Une première approche serait de partir de MCD, Model Context Protocol, le protocole qu’Anthropic a mis au point pour permettre à un agent de communiquer avec plusieurs LLM et même d’autres agents. De l’agrémenter d’un protocole de cheminement de raisonnement, similaire à APL, Agent Protocol LangGraph, mis au point par l’éditeur LangChain, spécialisé dans l’outillage Open source des modèles.
« Ce sont des bases techniques pour travailler. Mais à ce stade, nous ne travaillons même pas encore sur le protocole. Nous travaillons sur les manifestes, les cartes d’identité des agents, sur la manière de répertorier les agents disponibles dans le monde pour qu’ils puissent se retrouver. Et c’est cela qui sera inspiré du Web3 », assure Guillaume de Saint-Marc.
Il ajoute : « les technologies du web3 nous permettraient même de confier un portefeuille aux agents, pour qu’ils puissent acheter eux-mêmes du temps de calcul à d’autres services d’IA », ajoute-t-il.
L’exemple des outils d’administration système plus performants
Évidemment, Cisco espère bien commercialiser des applications au-dessus de son Internet Open source des IA. Guillaume de Saint-Marc en évoque deux : l’administration du réseau – du réseau Ethernet classique, cette fois-ci, l’infrastructure des datacenters – et son observabilité.
« La combinaison de plusieurs agents devrait nous permettre de résoudre des problèmes récurrents chez nos clients, comme le besoin de faire des plans de tests sur tout un enchaînement d’équipements. »
« Bien évidemment, les agents, s’ils sont éparpillés sur Internet, ne pourraient pas agir directement sur les switches physiques qu’une entreprise veut administrer. En revanche, dans notre idée, il serait assez simple de confier à un premier LLM un jumeau numérique du réseau local sous forme de base de données en graphe. Puis, les nœuds de cette base en graphe seraient distribués à des IA spécialisées. »
« À la fin, le LLM de départ saurait comment configurer le réseau, par exemple en assemblant toutes les réponses des agents sous la forme de processus Infrastructure-as-Code », illustre notre interlocuteur.

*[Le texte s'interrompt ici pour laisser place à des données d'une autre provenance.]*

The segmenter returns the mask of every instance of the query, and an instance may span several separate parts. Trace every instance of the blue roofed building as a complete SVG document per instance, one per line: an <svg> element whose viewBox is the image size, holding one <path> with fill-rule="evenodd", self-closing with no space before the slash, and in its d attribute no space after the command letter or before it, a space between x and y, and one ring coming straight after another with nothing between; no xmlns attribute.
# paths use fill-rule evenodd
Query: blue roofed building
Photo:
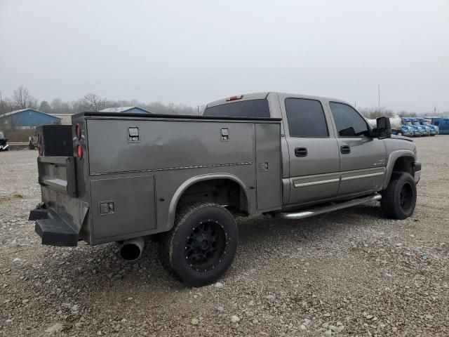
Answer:
<svg viewBox="0 0 449 337"><path fill-rule="evenodd" d="M142 109L138 107L107 107L102 110L100 110L101 112L122 112L127 114L151 114L152 112Z"/></svg>
<svg viewBox="0 0 449 337"><path fill-rule="evenodd" d="M31 108L12 111L0 116L0 125L10 128L32 128L60 123L60 118Z"/></svg>

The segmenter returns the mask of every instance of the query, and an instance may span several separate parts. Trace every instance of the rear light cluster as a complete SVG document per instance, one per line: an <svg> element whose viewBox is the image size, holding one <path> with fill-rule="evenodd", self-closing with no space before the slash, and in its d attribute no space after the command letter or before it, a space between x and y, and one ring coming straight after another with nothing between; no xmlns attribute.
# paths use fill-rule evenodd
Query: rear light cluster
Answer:
<svg viewBox="0 0 449 337"><path fill-rule="evenodd" d="M79 142L81 139L81 128L79 126L79 124L75 126L75 136L76 136L78 142ZM83 147L81 147L79 143L76 145L76 155L80 159L83 157Z"/></svg>
<svg viewBox="0 0 449 337"><path fill-rule="evenodd" d="M226 100L229 102L230 100L241 100L243 98L243 95L237 95L236 96L231 96L229 98L227 98Z"/></svg>

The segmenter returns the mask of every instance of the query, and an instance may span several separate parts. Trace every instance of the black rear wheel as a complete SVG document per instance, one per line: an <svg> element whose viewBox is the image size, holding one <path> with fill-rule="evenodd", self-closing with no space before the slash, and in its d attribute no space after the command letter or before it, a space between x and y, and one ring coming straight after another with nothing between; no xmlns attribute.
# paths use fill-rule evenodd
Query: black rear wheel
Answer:
<svg viewBox="0 0 449 337"><path fill-rule="evenodd" d="M231 265L238 237L235 219L225 208L210 203L187 206L161 240L161 260L187 284L209 284Z"/></svg>
<svg viewBox="0 0 449 337"><path fill-rule="evenodd" d="M413 213L416 206L416 184L410 173L394 173L382 192L382 213L393 219L405 219Z"/></svg>

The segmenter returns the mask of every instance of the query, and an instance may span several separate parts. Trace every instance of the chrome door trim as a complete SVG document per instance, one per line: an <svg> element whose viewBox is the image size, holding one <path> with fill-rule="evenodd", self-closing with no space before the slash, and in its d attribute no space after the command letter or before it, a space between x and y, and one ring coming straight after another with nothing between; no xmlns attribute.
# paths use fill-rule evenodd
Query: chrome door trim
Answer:
<svg viewBox="0 0 449 337"><path fill-rule="evenodd" d="M314 174L313 176L303 176L291 178L292 183L295 188L306 187L323 184L340 183L340 172L331 173Z"/></svg>
<svg viewBox="0 0 449 337"><path fill-rule="evenodd" d="M330 183L337 183L340 181L340 178L335 179L327 179L326 180L311 181L310 183L302 183L300 184L295 184L295 187L303 187L305 186L313 186L314 185L328 184Z"/></svg>
<svg viewBox="0 0 449 337"><path fill-rule="evenodd" d="M376 176L383 176L385 172L377 172L377 173L361 174L359 176L352 176L351 177L342 178L342 181L352 180L353 179L360 179L361 178L375 177Z"/></svg>

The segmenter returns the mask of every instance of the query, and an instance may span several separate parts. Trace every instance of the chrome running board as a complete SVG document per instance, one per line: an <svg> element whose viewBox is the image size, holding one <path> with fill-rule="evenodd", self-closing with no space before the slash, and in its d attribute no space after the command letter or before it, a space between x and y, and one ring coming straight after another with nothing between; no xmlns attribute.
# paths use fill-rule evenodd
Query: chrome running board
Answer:
<svg viewBox="0 0 449 337"><path fill-rule="evenodd" d="M361 204L365 204L366 202L375 201L381 199L382 195L379 193L375 193L374 194L363 198L353 199L347 201L332 202L326 206L318 206L309 209L302 209L300 211L276 213L274 216L276 218L288 220L303 219L304 218L309 218L309 216L317 216L319 214L323 214L323 213L332 212L333 211L337 211Z"/></svg>

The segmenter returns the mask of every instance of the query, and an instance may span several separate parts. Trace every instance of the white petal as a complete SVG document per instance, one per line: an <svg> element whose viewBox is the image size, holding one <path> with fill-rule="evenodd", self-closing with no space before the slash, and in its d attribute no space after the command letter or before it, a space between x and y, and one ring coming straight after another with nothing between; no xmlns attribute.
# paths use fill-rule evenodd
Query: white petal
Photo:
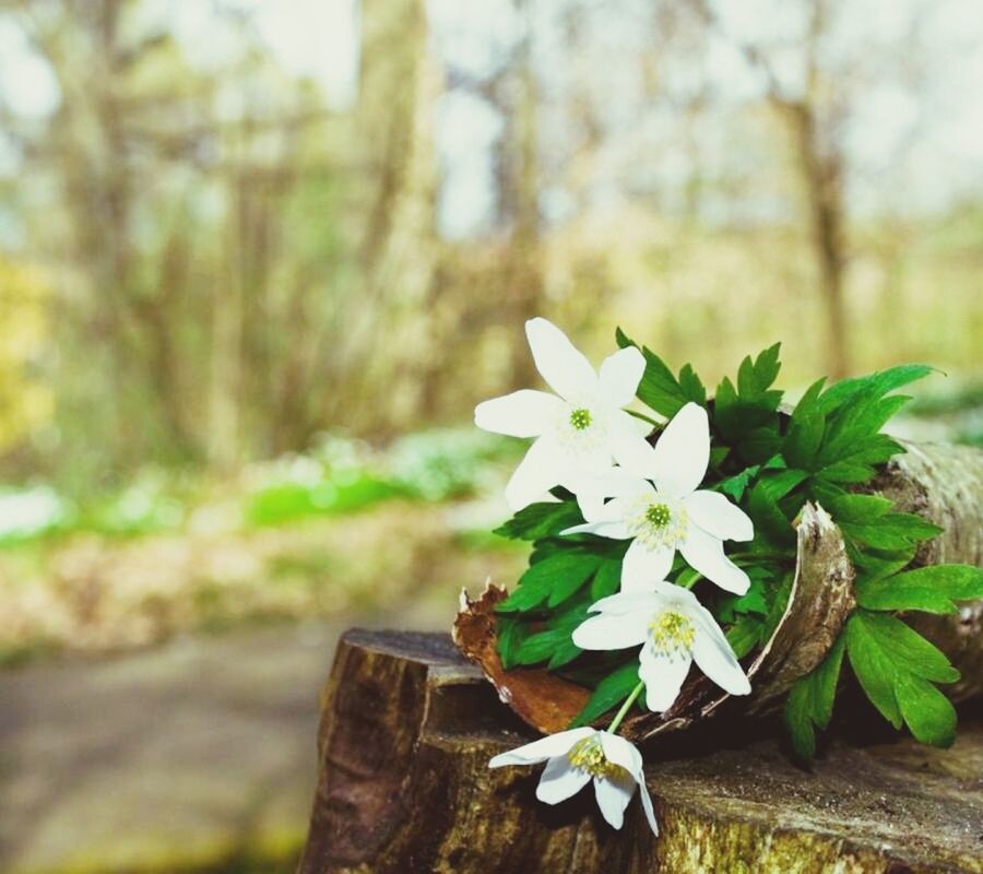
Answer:
<svg viewBox="0 0 983 874"><path fill-rule="evenodd" d="M630 506L624 498L615 498L600 508L589 507L592 510L592 518L588 522L566 528L560 534L597 534L612 540L628 540L631 532L628 530L626 519Z"/></svg>
<svg viewBox="0 0 983 874"><path fill-rule="evenodd" d="M570 729L568 731L557 732L556 734L547 734L533 741L531 744L516 747L508 753L499 753L489 763L489 768L501 768L504 765L536 765L545 761L547 758L555 756L566 756L570 748L578 741L589 737L594 733L594 729L584 725L582 729Z"/></svg>
<svg viewBox="0 0 983 874"><path fill-rule="evenodd" d="M720 492L694 492L683 498L689 518L719 540L754 540L755 524Z"/></svg>
<svg viewBox="0 0 983 874"><path fill-rule="evenodd" d="M750 682L716 621L702 606L698 615L690 615L696 619L694 661L724 692L731 695L747 695L750 692Z"/></svg>
<svg viewBox="0 0 983 874"><path fill-rule="evenodd" d="M620 828L625 824L625 807L635 794L635 778L626 775L620 777L594 778L594 798L601 815L612 828Z"/></svg>
<svg viewBox="0 0 983 874"><path fill-rule="evenodd" d="M640 428L639 420L618 410L607 420L611 453L615 461L636 476L650 477L656 470L659 458L646 439L650 428Z"/></svg>
<svg viewBox="0 0 983 874"><path fill-rule="evenodd" d="M621 564L621 591L642 592L662 582L673 566L676 551L672 546L650 550L640 540L631 541Z"/></svg>
<svg viewBox="0 0 983 874"><path fill-rule="evenodd" d="M596 395L594 368L559 328L543 318L530 319L525 335L536 369L560 398L577 403Z"/></svg>
<svg viewBox="0 0 983 874"><path fill-rule="evenodd" d="M698 525L689 525L679 552L694 568L721 589L744 594L750 586L747 574L724 555L723 543Z"/></svg>
<svg viewBox="0 0 983 874"><path fill-rule="evenodd" d="M624 468L612 466L601 472L571 471L567 475L564 486L575 495L584 494L601 498L637 497L638 495L655 493L655 488L647 480L629 473ZM590 516L584 516L584 519L589 522L596 521Z"/></svg>
<svg viewBox="0 0 983 874"><path fill-rule="evenodd" d="M646 643L638 669L639 680L646 684L646 707L656 713L668 710L678 697L691 664L692 659L684 652L664 656Z"/></svg>
<svg viewBox="0 0 983 874"><path fill-rule="evenodd" d="M635 346L618 350L601 363L601 398L612 406L627 406L646 373L646 356Z"/></svg>
<svg viewBox="0 0 983 874"><path fill-rule="evenodd" d="M588 507L588 509L591 509ZM608 538L609 540L628 540L631 532L620 519L613 522L584 522L582 525L573 525L565 528L560 534L596 534L599 538Z"/></svg>
<svg viewBox="0 0 983 874"><path fill-rule="evenodd" d="M651 613L601 613L573 629L573 643L581 649L637 647L649 631Z"/></svg>
<svg viewBox="0 0 983 874"><path fill-rule="evenodd" d="M564 402L545 391L522 389L474 408L474 424L509 437L538 437L564 413Z"/></svg>
<svg viewBox="0 0 983 874"><path fill-rule="evenodd" d="M590 773L575 768L566 756L552 758L540 778L536 798L546 804L559 804L580 792L590 779Z"/></svg>
<svg viewBox="0 0 983 874"><path fill-rule="evenodd" d="M663 599L655 592L618 592L591 604L592 613L646 613L651 616L662 605Z"/></svg>
<svg viewBox="0 0 983 874"><path fill-rule="evenodd" d="M646 818L649 820L652 834L658 835L659 825L655 822L655 812L652 810L652 799L649 795L649 788L646 786L646 771L641 753L638 752L635 744L617 734L611 734L606 731L600 732L600 734L601 746L603 747L604 755L607 757L608 761L620 765L631 775L635 782L638 783L642 807L646 811Z"/></svg>
<svg viewBox="0 0 983 874"><path fill-rule="evenodd" d="M561 458L559 448L552 439L536 439L506 485L506 501L512 512L547 499L548 491L562 479L558 464Z"/></svg>
<svg viewBox="0 0 983 874"><path fill-rule="evenodd" d="M673 416L655 441L651 479L661 492L683 497L696 491L710 463L707 411L688 403Z"/></svg>

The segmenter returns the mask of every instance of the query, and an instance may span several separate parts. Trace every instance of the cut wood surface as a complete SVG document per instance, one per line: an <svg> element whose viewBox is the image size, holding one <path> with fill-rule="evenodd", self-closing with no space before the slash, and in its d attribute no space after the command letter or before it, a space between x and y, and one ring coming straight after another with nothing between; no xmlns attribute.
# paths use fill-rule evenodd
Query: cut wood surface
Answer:
<svg viewBox="0 0 983 874"><path fill-rule="evenodd" d="M489 770L534 735L445 635L348 631L321 706L298 874L983 872L979 721L948 751L837 741L812 771L710 721L646 752L654 838L637 800L614 831L589 791L548 807L541 768Z"/></svg>

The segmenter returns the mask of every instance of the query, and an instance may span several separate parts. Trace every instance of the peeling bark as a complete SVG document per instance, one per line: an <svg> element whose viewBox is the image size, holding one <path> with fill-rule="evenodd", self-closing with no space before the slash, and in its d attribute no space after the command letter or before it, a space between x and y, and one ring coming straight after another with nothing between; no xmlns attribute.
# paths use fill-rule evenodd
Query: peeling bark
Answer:
<svg viewBox="0 0 983 874"><path fill-rule="evenodd" d="M916 512L944 532L925 544L915 564L983 564L983 452L971 447L905 445L866 488L891 498L899 511ZM691 672L665 713L625 720L623 733L636 741L687 729L726 706L758 714L773 709L792 684L822 661L854 607L853 567L842 535L821 507L807 504L797 524L795 579L784 615L772 637L745 662L753 692L732 700L699 672ZM588 695L545 669L505 671L495 647L494 606L505 590L490 587L476 602L462 603L454 640L481 665L502 701L533 728L548 734L569 724ZM954 700L983 692L983 602L952 616L910 614L905 618L945 652L962 673L943 690ZM600 724L600 723L599 723Z"/></svg>

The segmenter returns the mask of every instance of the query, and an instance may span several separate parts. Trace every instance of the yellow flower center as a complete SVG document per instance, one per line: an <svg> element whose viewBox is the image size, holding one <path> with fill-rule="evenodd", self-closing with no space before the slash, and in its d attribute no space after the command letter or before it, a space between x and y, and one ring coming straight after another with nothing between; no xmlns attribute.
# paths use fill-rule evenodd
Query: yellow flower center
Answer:
<svg viewBox="0 0 983 874"><path fill-rule="evenodd" d="M601 746L601 740L596 734L584 737L573 744L573 748L567 754L570 764L575 768L587 771L593 777L606 777L607 779L617 779L628 775L620 765L609 761L604 755Z"/></svg>
<svg viewBox="0 0 983 874"><path fill-rule="evenodd" d="M696 637L689 617L675 610L656 613L649 623L649 634L652 636L652 648L666 656L680 651L691 652Z"/></svg>
<svg viewBox="0 0 983 874"><path fill-rule="evenodd" d="M649 520L652 528L665 528L672 518L673 515L665 504L650 504L649 509L646 510L646 519Z"/></svg>
<svg viewBox="0 0 983 874"><path fill-rule="evenodd" d="M577 430L584 430L591 426L591 411L584 406L580 406L570 413L570 424Z"/></svg>

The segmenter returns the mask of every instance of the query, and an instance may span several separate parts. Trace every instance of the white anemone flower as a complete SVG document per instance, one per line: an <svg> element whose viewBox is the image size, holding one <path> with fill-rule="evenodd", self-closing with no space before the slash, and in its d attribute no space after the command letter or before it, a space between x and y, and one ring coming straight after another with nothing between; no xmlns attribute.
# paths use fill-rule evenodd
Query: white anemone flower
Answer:
<svg viewBox="0 0 983 874"><path fill-rule="evenodd" d="M562 533L630 539L621 565L624 592L665 579L678 550L708 580L744 594L750 581L724 555L723 541L751 540L754 524L724 495L698 491L710 463L707 411L686 404L665 426L654 449L647 444L646 450L626 469L595 477L590 489L614 499L582 501L587 523Z"/></svg>
<svg viewBox="0 0 983 874"><path fill-rule="evenodd" d="M716 621L688 589L661 581L650 591L619 592L591 606L573 630L581 649L625 649L642 645L638 677L646 706L668 710L689 666L699 669L731 695L747 695L750 683Z"/></svg>
<svg viewBox="0 0 983 874"><path fill-rule="evenodd" d="M546 319L525 322L525 335L536 369L556 394L522 389L474 410L479 428L536 438L506 486L513 512L584 471L609 470L612 459L619 464L643 463L651 450L646 442L648 426L623 409L631 403L646 370L637 349L615 352L595 373Z"/></svg>
<svg viewBox="0 0 983 874"><path fill-rule="evenodd" d="M620 828L625 808L638 787L646 818L653 834L659 834L652 799L646 787L641 753L624 737L590 727L570 729L495 756L488 767L538 765L541 761L546 763L546 768L536 787L540 801L546 804L566 801L593 778L594 796L602 816L614 828Z"/></svg>

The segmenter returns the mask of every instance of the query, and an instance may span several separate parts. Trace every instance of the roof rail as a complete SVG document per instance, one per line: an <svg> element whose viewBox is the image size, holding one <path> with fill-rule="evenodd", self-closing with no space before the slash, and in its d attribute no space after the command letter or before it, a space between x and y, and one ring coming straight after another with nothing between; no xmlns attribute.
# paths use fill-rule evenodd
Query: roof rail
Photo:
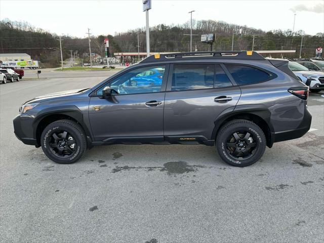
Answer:
<svg viewBox="0 0 324 243"><path fill-rule="evenodd" d="M261 55L252 51L240 51L237 52L180 52L178 53L155 54L150 56L139 62L141 63L147 62L158 62L171 60L184 60L188 59L239 59L263 60L265 59Z"/></svg>

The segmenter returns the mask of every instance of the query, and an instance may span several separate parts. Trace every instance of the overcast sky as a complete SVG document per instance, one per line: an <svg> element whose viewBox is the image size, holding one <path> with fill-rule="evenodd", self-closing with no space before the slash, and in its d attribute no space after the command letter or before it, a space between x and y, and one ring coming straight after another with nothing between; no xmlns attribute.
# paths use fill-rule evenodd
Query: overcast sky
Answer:
<svg viewBox="0 0 324 243"><path fill-rule="evenodd" d="M150 26L182 24L193 18L223 21L264 30L293 28L324 32L324 0L152 0ZM114 34L144 27L142 0L0 0L0 19L25 21L58 34Z"/></svg>

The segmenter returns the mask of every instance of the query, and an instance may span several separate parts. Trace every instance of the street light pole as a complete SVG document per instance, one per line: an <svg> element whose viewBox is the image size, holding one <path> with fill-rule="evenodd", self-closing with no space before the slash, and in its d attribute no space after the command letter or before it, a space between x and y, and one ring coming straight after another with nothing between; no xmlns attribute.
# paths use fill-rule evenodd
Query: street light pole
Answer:
<svg viewBox="0 0 324 243"><path fill-rule="evenodd" d="M190 14L190 52L192 52L192 12L194 10L191 10L188 12L188 14Z"/></svg>
<svg viewBox="0 0 324 243"><path fill-rule="evenodd" d="M72 61L72 66L73 66L73 56L72 56L72 50L70 50L70 52L71 52L71 61Z"/></svg>
<svg viewBox="0 0 324 243"><path fill-rule="evenodd" d="M300 43L300 52L299 53L299 58L302 58L302 48L303 47L303 35L302 34L302 41Z"/></svg>
<svg viewBox="0 0 324 243"><path fill-rule="evenodd" d="M137 51L138 52L138 61L140 61L140 38L138 37L138 32L137 32Z"/></svg>
<svg viewBox="0 0 324 243"><path fill-rule="evenodd" d="M90 44L90 42L91 40L90 40L90 29L88 28L88 33L86 33L88 34L88 37L89 39L89 53L90 53L90 66L91 66L91 68L92 68L92 57L91 56L91 45Z"/></svg>
<svg viewBox="0 0 324 243"><path fill-rule="evenodd" d="M57 39L58 40L60 40L60 50L61 50L61 68L63 71L63 55L62 55L62 40L64 40L61 38L61 36L59 36L59 39Z"/></svg>
<svg viewBox="0 0 324 243"><path fill-rule="evenodd" d="M293 43L293 39L294 38L294 33L295 32L295 21L296 20L296 13L294 14L294 24L293 25L293 36L292 36L292 43Z"/></svg>
<svg viewBox="0 0 324 243"><path fill-rule="evenodd" d="M150 27L148 25L148 10L145 10L146 12L146 56L150 55Z"/></svg>

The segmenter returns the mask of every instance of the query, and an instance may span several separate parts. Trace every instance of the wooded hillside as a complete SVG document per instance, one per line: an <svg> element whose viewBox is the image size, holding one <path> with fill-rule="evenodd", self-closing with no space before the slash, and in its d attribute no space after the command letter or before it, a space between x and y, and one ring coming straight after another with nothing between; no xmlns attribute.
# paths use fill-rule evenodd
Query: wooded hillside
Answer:
<svg viewBox="0 0 324 243"><path fill-rule="evenodd" d="M239 30L242 28L241 38ZM144 28L119 33L114 36L101 35L91 36L92 52L104 55L103 39L110 40L110 52L137 52L137 33L139 36L140 52L146 51ZM315 49L324 44L324 33L315 35L305 34L301 30L294 36L291 30L275 30L265 32L247 26L228 24L214 20L193 21L192 49L207 51L210 46L200 43L200 35L215 33L216 40L213 50L230 50L232 33L234 50L251 50L253 34L255 36L254 50L296 50L295 57L299 56L302 34L303 35L302 56L311 57L315 55ZM178 25L159 24L150 28L150 44L151 52L184 52L190 50L190 23ZM70 50L86 61L89 59L88 38L62 36L63 58L70 57ZM55 66L60 62L60 44L56 34L50 33L30 25L27 22L4 19L0 21L0 53L26 53L34 60L38 60L47 66Z"/></svg>

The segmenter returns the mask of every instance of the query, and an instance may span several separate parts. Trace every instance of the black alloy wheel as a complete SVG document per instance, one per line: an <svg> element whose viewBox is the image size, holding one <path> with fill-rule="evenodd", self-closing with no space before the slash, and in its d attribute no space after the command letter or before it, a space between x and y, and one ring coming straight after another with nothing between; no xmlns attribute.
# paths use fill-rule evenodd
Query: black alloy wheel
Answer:
<svg viewBox="0 0 324 243"><path fill-rule="evenodd" d="M240 131L230 135L226 143L226 151L235 159L246 159L253 155L258 140L247 131Z"/></svg>
<svg viewBox="0 0 324 243"><path fill-rule="evenodd" d="M86 134L83 128L68 119L57 120L46 127L42 133L40 142L44 153L59 164L76 162L87 148Z"/></svg>
<svg viewBox="0 0 324 243"><path fill-rule="evenodd" d="M60 158L68 158L73 155L77 144L71 134L66 131L55 131L51 137L47 142L53 154Z"/></svg>
<svg viewBox="0 0 324 243"><path fill-rule="evenodd" d="M243 119L223 125L216 140L221 158L229 165L239 167L255 163L262 156L266 145L262 130L253 122Z"/></svg>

De la même manière, l’observabilité gagnerait en efficacité à confier toutes les métriques du réseau local à une IA qui les redistribue par lots thématiques. Là, les informations des serveurs aux agents spécialisés dans l’administration serveur. Là, les informations du stockage aux agents spécialisés en stockage… À la fin, le diagnostic d’un problème n’en serait que plus précis. Guillaume de Saint-Marc acquiesce lorsque LeMagIT lui demande si de telles fonctions pourraient être publiées sous la marque Splunk.